Gastric Bypass Surgery

Some opt to undergo gastric bypass surgery as an alternative for liposuction surgery because they have better chances at Medicare covering the costs. If the surgeon can provide a medically sound reason for a tummy tuck or abdominoplasty, Medicare can cover expenses. 

Skin Removal Surgery After Weight Loss

If you’ve lost a considerable amount of weight, you’re likely to deal with extra skin. Medicare covers the costs provided that you:

  • Have had a stable weight six months prior to the procedure;
  • Suffer from skin conditions secondary to the excess skin;
  • Have issues with mobility due to the excess skin;
  • Can drop BMI by at least 5 points. 

However, you should be prepared to pay first for the surgery and get reimbursement after. If your excess skin has been troubling you and affects your daily living, consult your doctor so you would know the best options available for you. 

Blepharoplasty

As people age, the upper eyelid can droop and affect vision. It can also happen due to a swollen cornea or loss of elasticity of the skin. When you want this surgery, you have to ask your doctor to provide evidence that your vision is affected. They have to take pre-operation pictures and a field test report that shows the presence of 30-degree blocking. 
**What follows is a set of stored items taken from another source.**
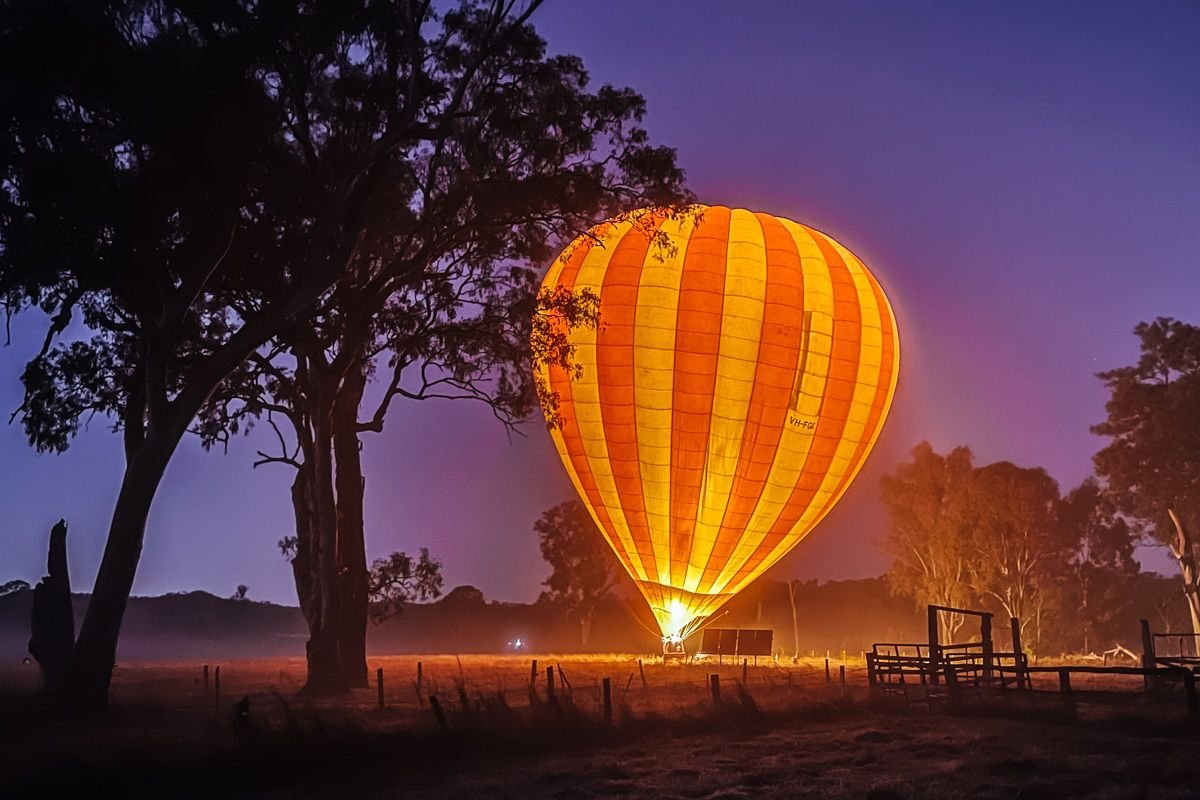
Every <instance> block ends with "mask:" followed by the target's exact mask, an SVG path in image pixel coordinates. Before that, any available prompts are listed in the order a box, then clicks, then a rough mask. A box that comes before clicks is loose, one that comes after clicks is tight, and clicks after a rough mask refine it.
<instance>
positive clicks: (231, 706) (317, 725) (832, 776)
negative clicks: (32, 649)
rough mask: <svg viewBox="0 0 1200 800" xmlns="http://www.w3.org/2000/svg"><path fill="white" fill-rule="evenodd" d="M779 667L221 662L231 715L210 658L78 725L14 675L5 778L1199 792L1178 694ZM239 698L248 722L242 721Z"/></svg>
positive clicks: (698, 789)
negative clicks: (717, 680) (1073, 701)
mask: <svg viewBox="0 0 1200 800" xmlns="http://www.w3.org/2000/svg"><path fill="white" fill-rule="evenodd" d="M533 657H536V658H538V673H536V674H538V679H536V682H535V691H534V692H533V693H530V690H529V675H530V658H533ZM767 661H768V660H761V661H760V666H757V667H755V666H752V664H751V666H748V667H746V675H745V676H746V681H745V684H744V685H742V684H740V681H742V676H743V667H742V664H740V663H730V662H726V663H725V664H715V663H707V664H688V666H684V664H662V663H656V662H650V661H646V662H644V664H643V667H644V675H646V682H644V685H643V682H642V670H640V668H638V662H637V658H636V657H635V656H620V655H608V656H554V655H536V656H532V655H530V656H463V657H462V658H456V657H454V656H421V657H415V656H406V657H380V658H372V660H371V663H370V667H371V678H372V686H371V687H370V688H366V690H356V691H355V692H353V693H352V694H350V696H349V697H348V698H338V699H337V700H320V702H316V700H306V699H304V698H302V697H300V696H298V690H299V687H300V686H301V684H302V679H304V662H302V660H272V661H234V662H227V663H222V664H220V666H221V697H220V699H217V698H216V697H214V690H215V678H216V670H215V667H216V666H217V664H216V663H214V664H212V669H211V670H210V682H209V690H208V692H205V688H204V681H203V672H202V667H203V666H202V664H199V663H186V664H185V663H127V664H119V666H118V669H116V673H115V675H114V682H113V692H112V700H113V710H112V712H110V714H109V715H107V716H104V717H102V718H95V720H84V721H71V722H67V721H55V720H53V718H47V717H46V716H44V714H42V712H41V710H40V709H37V708H36V706H35V705H34V703H32V702H31V700H30V699H29V698H28V693H29V692H31V691H35V690H36V673H35V672H34V670H32V669H31V668H30V667H28V666H26V667H20V668H14V669H8V670H6V672H0V686H2V690H4V705H2V708H0V712H2V714H4V716H2V718H0V736H2V739H0V762H2V764H0V774H2V775H4V776H5V777H6V781H5V786H6V787H7V788H10V789H12V790H14V792H30V790H34V789H40V790H42V792H43V793H46V792H48V794H46V796H76V795H79V796H83V794H84V793H86V794H88V795H89V796H95V795H96V793H97V790H98V792H100V795H98V796H107V794H106V793H118V794H121V795H124V796H132V795H144V796H205V795H206V796H338V798H342V796H347V798H348V796H354V798H359V796H361V798H395V796H426V798H439V796H497V798H584V796H601V795H605V796H612V795H628V796H678V798H745V796H812V798H842V796H845V798H852V796H872V798H876V799H877V800H881V799H884V798H958V796H994V798H1015V796H1020V798H1042V796H1045V798H1073V796H1090V798H1091V796H1094V798H1147V796H1154V798H1157V796H1163V798H1184V796H1196V792H1195V790H1193V789H1192V788H1190V787H1200V783H1198V781H1200V746H1198V738H1196V733H1200V724H1198V723H1196V720H1193V718H1189V717H1188V716H1187V714H1186V710H1184V708H1183V705H1182V703H1181V702H1177V699H1178V698H1174V697H1171V698H1166V699H1164V700H1162V702H1158V703H1148V702H1147V700H1146V698H1145V697H1144V696H1142V694H1141V692H1140V688H1141V679H1140V678H1114V676H1090V679H1088V680H1082V679H1080V680H1079V681H1076V684H1075V686H1076V688H1084V690H1088V691H1085V692H1080V693H1079V694H1078V699H1079V700H1080V702H1081V703H1080V714H1079V717H1080V718H1079V720H1070V718H1068V717H1067V715H1066V714H1064V712H1063V705H1062V702H1061V699H1060V698H1058V697H1057V696H1056V694H1055V693H1054V692H1052V691H1049V690H1051V688H1056V680H1055V681H1054V684H1055V685H1054V686H1051V680H1052V679H1054V676H1052V675H1051V676H1049V678H1039V679H1038V680H1039V682H1038V687H1039V688H1044V690H1048V691H1046V692H1045V693H1042V692H1038V693H1034V694H1033V696H1032V697H1028V696H1026V697H1021V698H1016V697H1012V696H1010V697H1009V698H1008V699H1006V700H1004V702H996V700H995V698H992V699H989V700H986V702H982V703H979V704H977V705H973V706H972V708H970V709H967V710H966V711H962V712H959V714H948V712H947V710H946V709H944V708H943V706H942V705H941V704H937V703H935V704H934V708H932V709H930V708H929V706H928V705H926V704H925V703H924V702H920V700H922V699H923V698H922V691H920V690H919V687H914V688H913V692H912V693H913V699H914V700H917V702H912V703H906V702H904V700H900V699H896V698H890V699H881V698H877V697H871V696H870V693H869V692H868V688H866V679H865V668H864V664H863V663H862V661H859V660H851V661H848V662H847V663H846V664H845V666H846V686H845V687H842V686H841V685H840V682H839V672H838V667H839V666H841V662H840V661H839V660H834V661H833V662H832V670H830V673H832V681H830V682H827V681H826V672H824V662H823V660H816V658H811V660H802V661H800V662H799V663H796V664H793V663H791V661H788V662H787V663H780V664H775V663H767ZM418 662H420V664H421V682H420V686H418V682H416V676H418V670H416V666H418ZM546 667H552V668H553V669H554V682H556V696H554V700H553V702H551V700H550V697H548V694H547V685H546V672H545V668H546ZM377 668H383V670H384V688H385V691H384V709H382V710H380V709H379V708H378V696H377V687H376V686H374V670H376V669H377ZM712 673H716V674H719V675H720V676H721V703H720V704H715V703H714V702H713V698H712V693H710V688H709V686H708V680H707V678H708V675H709V674H712ZM564 678H565V686H564ZM604 678H610V679H611V681H612V700H613V716H614V721H613V726H612V727H610V726H606V724H605V722H604V715H602V702H601V691H600V685H601V681H602V679H604ZM1043 681H1044V682H1043ZM1093 692H1094V693H1093ZM1010 694H1013V693H1010ZM431 696H432V697H437V698H438V704H439V705H440V706H442V709H443V711H444V715H445V720H446V727H448V729H443V728H442V727H440V726H439V723H438V721H437V718H436V716H434V714H433V712H432V711H431V708H430V702H431V699H430V698H431ZM23 698H24V699H23ZM244 698H246V700H247V702H248V708H250V716H248V718H238V716H236V714H235V708H234V706H235V703H238V702H239V700H242V699H244ZM6 794H7V793H6ZM10 796H16V795H10Z"/></svg>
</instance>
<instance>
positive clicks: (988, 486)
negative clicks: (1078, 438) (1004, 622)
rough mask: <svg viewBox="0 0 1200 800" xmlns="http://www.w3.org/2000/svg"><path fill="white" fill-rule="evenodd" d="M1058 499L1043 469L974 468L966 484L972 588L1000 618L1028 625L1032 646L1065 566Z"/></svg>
mask: <svg viewBox="0 0 1200 800" xmlns="http://www.w3.org/2000/svg"><path fill="white" fill-rule="evenodd" d="M1058 500H1060V497H1058V485H1057V482H1055V480H1054V479H1051V477H1050V476H1049V475H1048V474H1046V471H1045V470H1044V469H1042V468H1034V469H1030V468H1021V467H1016V465H1015V464H1013V463H1010V462H997V463H995V464H988V465H986V467H982V468H977V469H976V470H974V473H973V474H972V476H971V481H970V482H968V485H967V515H968V516H967V522H968V529H970V541H971V555H970V558H968V573H970V579H971V585H972V589H973V590H974V593H976V594H977V595H979V596H983V597H990V599H991V600H994V601H995V602H996V604H997V606H998V608H1000V609H1001V610H1002V612H1003V614H1004V616H1007V618H1012V616H1015V618H1018V619H1020V620H1021V626H1022V628H1026V627H1027V626H1030V625H1031V624H1032V625H1033V631H1034V636H1036V638H1034V642H1032V644H1034V645H1037V644H1038V639H1039V638H1040V633H1042V615H1043V613H1044V612H1045V610H1046V609H1048V604H1049V603H1050V602H1052V597H1054V595H1052V593H1051V587H1052V584H1054V576H1055V573H1056V571H1057V570H1062V569H1063V567H1064V566H1066V564H1067V563H1068V557H1067V551H1068V548H1069V547H1070V542H1068V541H1067V539H1066V537H1064V536H1063V535H1062V534H1063V533H1064V531H1063V530H1061V529H1060V528H1058V524H1057V519H1056V513H1057V509H1058Z"/></svg>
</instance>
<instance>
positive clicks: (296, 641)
mask: <svg viewBox="0 0 1200 800" xmlns="http://www.w3.org/2000/svg"><path fill="white" fill-rule="evenodd" d="M1139 582H1140V583H1139V587H1138V588H1136V589H1135V590H1134V591H1133V593H1132V594H1133V597H1132V599H1130V600H1129V601H1128V602H1124V603H1121V604H1120V606H1118V607H1116V608H1114V609H1111V620H1110V621H1109V624H1108V625H1106V626H1105V628H1106V630H1105V632H1104V633H1103V634H1099V636H1097V642H1096V643H1093V644H1092V649H1097V648H1098V649H1102V650H1103V649H1105V648H1109V646H1111V645H1112V643H1115V642H1122V643H1124V644H1126V645H1133V644H1136V642H1138V636H1139V633H1138V630H1139V628H1138V619H1139V618H1146V619H1151V620H1154V622H1153V624H1154V627H1156V630H1175V628H1177V627H1180V626H1183V627H1186V626H1187V607H1186V604H1184V603H1183V597H1182V593H1180V591H1178V582H1177V579H1170V578H1164V577H1162V576H1156V575H1151V573H1142V575H1141V576H1139ZM32 594H34V593H32V591H31V590H28V589H26V590H23V591H17V593H13V594H10V595H5V596H0V663H2V662H5V661H8V660H20V658H23V657H24V656H25V650H26V645H28V643H29V612H30V604H31V602H32ZM88 600H89V597H88V595H76V596H74V606H76V621H77V624H78V622H79V621H80V620H83V614H84V609H85V608H86V604H88ZM726 609H727V612H722V615H721V616H720V618H719V619H718V620H714V621H713V625H714V626H718V627H769V628H773V630H774V631H775V638H774V649H775V650H776V651H778V652H779V654H780V655H781V656H791V655H792V652H793V651H796V650H798V651H799V652H800V654H802V655H808V654H809V652H810V651H816V652H817V654H823V652H824V651H826V650H829V651H830V652H833V654H840V651H841V650H845V651H846V652H847V654H857V652H859V651H860V650H864V649H868V648H870V645H871V643H872V642H919V640H923V639H924V638H925V636H926V624H925V619H924V614H923V613H922V612H920V610H918V609H917V607H916V606H914V604H913V603H912V601H910V600H906V599H901V597H894V596H892V595H890V594H889V593H888V588H887V582H886V581H884V579H883V578H865V579H860V581H830V582H827V583H817V582H816V581H808V582H804V583H802V584H799V587H798V590H797V621H798V637H794V638H793V633H792V610H791V604H790V602H788V595H787V584H785V583H782V582H779V581H760V582H757V583H755V584H752V585H751V587H750V588H749V589H746V590H745V591H743V593H742V594H740V595H738V596H737V597H734V599H733V600H732V601H731V602H730V603H728V604H727V606H726ZM653 627H654V621H653V619H652V616H650V614H649V610H648V609H647V607H646V603H644V602H643V601H642V600H641V597H640V596H637V597H630V599H626V600H624V601H619V600H613V601H611V602H608V603H606V604H605V606H602V607H601V608H600V609H599V610H598V612H596V615H595V619H594V621H593V626H592V640H590V643H589V645H588V648H586V650H588V651H592V652H655V651H658V650H659V646H660V645H659V639H658V637H656V636H655V634H654V633H653V632H652V628H653ZM1004 631H1007V625H1004V624H1001V625H1000V630H998V631H997V636H998V637H1000V640H1002V639H1003V636H1006V634H1004ZM964 634H965V636H968V634H970V632H965V633H964ZM517 638H520V639H521V640H522V642H523V643H524V645H523V648H522V649H523V650H526V651H533V652H571V651H580V650H583V649H584V648H581V645H580V627H578V622H577V620H575V619H572V618H570V616H568V615H565V614H564V613H563V612H562V609H559V608H554V607H551V606H546V604H544V603H506V602H496V601H487V600H486V599H485V597H484V593H481V591H479V590H478V589H475V588H474V587H457V588H455V589H454V590H451V591H450V593H448V594H446V595H445V596H443V597H442V599H439V600H438V601H436V602H432V603H421V604H408V606H404V607H403V609H402V612H401V614H400V615H397V616H395V618H392V619H390V620H388V621H386V622H384V624H383V625H371V626H370V627H368V630H367V640H368V649H370V651H371V652H374V654H413V652H431V654H432V652H449V654H457V652H463V654H466V652H504V651H508V650H511V648H510V643H511V642H514V640H516V639H517ZM306 639H307V627H306V626H305V621H304V616H302V615H301V613H300V609H299V608H295V607H290V606H276V604H274V603H266V602H254V601H248V600H241V601H239V600H229V599H224V597H215V596H214V595H210V594H208V593H204V591H192V593H186V594H173V595H163V596H161V597H132V599H131V600H130V606H128V610H127V613H126V615H125V625H124V627H122V631H121V640H120V648H119V650H118V658H127V660H139V661H140V660H174V658H188V660H202V658H204V660H216V658H240V657H241V658H244V657H277V656H294V657H302V656H304V652H305V642H306ZM697 644H698V643H697V642H695V640H694V642H690V643H689V650H695V649H696V646H697ZM1060 646H1061V645H1060V644H1058V643H1057V642H1056V640H1048V643H1046V651H1048V652H1057V651H1060V650H1057V649H1054V648H1060ZM1075 646H1078V645H1075Z"/></svg>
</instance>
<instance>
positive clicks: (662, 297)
mask: <svg viewBox="0 0 1200 800" xmlns="http://www.w3.org/2000/svg"><path fill="white" fill-rule="evenodd" d="M635 217H636V215H635ZM648 231H650V233H648ZM652 233H653V234H654V235H650V234H652ZM667 240H668V241H670V245H667V246H664V243H665V241H667ZM542 285H544V288H554V287H565V288H568V289H572V290H581V289H590V290H593V291H595V293H596V294H598V295H599V296H600V325H599V329H592V327H588V329H584V327H575V329H572V330H570V331H569V332H568V336H569V339H570V342H571V344H572V345H574V347H575V354H574V360H575V362H576V363H577V365H578V366H580V367H582V374H580V375H571V374H569V373H568V372H566V371H564V369H563V368H560V367H557V366H552V367H546V368H542V371H541V378H542V379H544V380H545V381H546V383H547V384H548V387H550V389H551V390H552V391H553V392H556V393H557V396H558V402H559V407H558V415H559V420H560V423H559V425H558V426H557V427H554V428H553V429H552V431H551V435H552V438H553V440H554V445H556V447H557V449H558V453H559V456H560V457H562V459H563V464H564V465H565V468H566V471H568V474H569V475H570V479H571V481H572V482H574V485H575V488H576V489H577V491H578V493H580V497H581V498H582V499H583V501H584V504H586V505H587V506H588V510H589V511H590V512H592V516H593V518H594V519H595V523H596V525H598V527H599V529H600V531H601V533H602V534H604V536H605V539H607V541H608V543H610V545H611V546H612V548H613V551H614V552H616V553H617V557H618V558H619V559H620V561H622V564H623V565H624V566H625V569H626V570H628V571H629V573H630V576H632V578H634V581H635V582H636V583H637V585H638V588H640V589H641V591H642V594H643V595H644V596H646V600H647V602H648V603H649V604H650V608H652V610H653V612H654V615H655V618H656V619H658V622H659V626H660V628H661V630H662V633H664V634H665V636H672V634H680V633H685V632H686V631H688V630H690V628H691V626H694V625H695V622H696V621H697V620H698V619H701V618H703V616H706V615H708V614H712V613H713V612H714V610H715V609H716V608H719V607H720V606H721V604H722V603H724V602H725V601H727V600H728V599H730V597H732V596H733V595H734V594H737V593H738V591H740V590H742V589H743V588H745V587H746V585H748V584H749V583H750V582H751V581H754V579H755V578H756V577H757V576H760V575H762V572H763V571H764V570H767V569H768V567H770V566H772V565H773V564H775V561H778V560H779V559H780V558H781V557H782V555H784V554H785V553H787V552H788V551H790V549H792V547H794V546H796V545H797V543H798V542H799V541H800V540H802V539H804V536H805V535H808V533H809V531H811V530H812V528H814V527H815V525H816V524H817V523H818V522H820V521H821V519H822V518H823V517H824V516H826V515H827V513H828V512H829V510H830V509H832V507H833V506H834V504H835V503H836V501H838V499H839V498H840V497H841V495H842V494H844V493H845V491H846V488H847V487H848V485H850V482H851V481H852V480H853V477H854V475H857V474H858V470H859V469H860V468H862V465H863V462H864V459H865V458H866V455H868V453H869V452H870V450H871V446H872V445H874V444H875V440H876V438H877V437H878V433H880V428H881V426H882V425H883V420H884V417H886V416H887V413H888V409H889V407H890V404H892V397H893V395H894V392H895V384H896V375H898V372H899V357H900V350H899V342H898V337H896V325H895V319H894V317H893V313H892V308H890V306H889V305H888V300H887V297H886V296H884V294H883V290H882V289H881V288H880V284H878V282H877V281H876V279H875V277H874V276H872V275H871V273H870V272H869V271H868V269H866V266H864V265H863V263H862V261H859V260H858V259H857V258H856V257H854V255H853V253H851V252H850V251H848V249H846V248H845V247H842V246H841V245H840V243H838V242H836V241H834V240H833V239H830V237H829V236H827V235H824V234H822V233H820V231H817V230H814V229H811V228H808V227H805V225H802V224H798V223H794V222H791V221H788V219H784V218H780V217H774V216H770V215H766V213H755V212H751V211H745V210H740V209H732V210H731V209H727V207H722V206H700V207H698V213H686V215H680V216H679V218H666V217H665V216H656V215H654V213H653V212H649V211H647V212H644V215H642V216H640V217H636V221H634V219H624V221H619V222H611V223H605V224H602V225H600V227H598V228H596V229H594V230H593V231H592V233H590V234H589V235H588V236H584V237H581V239H580V240H577V241H576V242H575V243H574V245H571V247H569V248H568V249H566V251H565V252H564V253H563V255H562V257H559V258H558V259H557V260H556V261H554V264H553V266H552V267H551V270H550V272H548V273H547V275H546V278H545V281H544V283H542Z"/></svg>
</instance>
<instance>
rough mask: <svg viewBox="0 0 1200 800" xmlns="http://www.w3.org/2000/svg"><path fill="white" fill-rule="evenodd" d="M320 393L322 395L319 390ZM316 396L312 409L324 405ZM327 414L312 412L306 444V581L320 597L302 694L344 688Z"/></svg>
mask: <svg viewBox="0 0 1200 800" xmlns="http://www.w3.org/2000/svg"><path fill="white" fill-rule="evenodd" d="M322 395H323V393H322ZM324 401H325V398H324V397H323V396H320V395H318V397H317V408H330V404H329V403H326V402H324ZM330 423H331V414H329V413H324V414H317V415H314V419H313V447H312V451H313V452H312V456H311V458H312V462H311V463H312V470H311V473H310V475H311V479H312V487H311V488H312V500H313V517H312V527H313V545H314V547H313V558H312V564H311V566H312V571H311V575H312V581H313V587H314V588H316V590H317V594H318V597H319V599H320V602H319V606H318V609H317V625H316V627H314V628H313V627H311V628H310V637H308V645H307V657H308V680H307V682H306V684H305V692H306V693H310V694H338V693H342V692H344V691H346V690H347V688H348V686H347V684H346V676H344V675H343V674H342V662H341V656H340V650H338V624H340V622H341V603H340V595H341V593H340V587H338V567H337V506H336V500H335V494H334V449H332V441H331V434H332V431H331V425H330Z"/></svg>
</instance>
Medicare has a pretty good reason for not covering procedures that do not constitute a medical necessity. However, plastic surgery procedures can sometimes overlap with cosmetic surgery. Doctors need to provide their patients with available options before subjecting their patients to procedures that do not have medical reasons. While some necessary plastic surgeries have partial coverage only, they are already a big help. 

Patients can augment their insurance by getting Medicare Supplement insurance to help them cover the remaining costs. They have to compare the charges and inclusions so that it matches their current medical needs.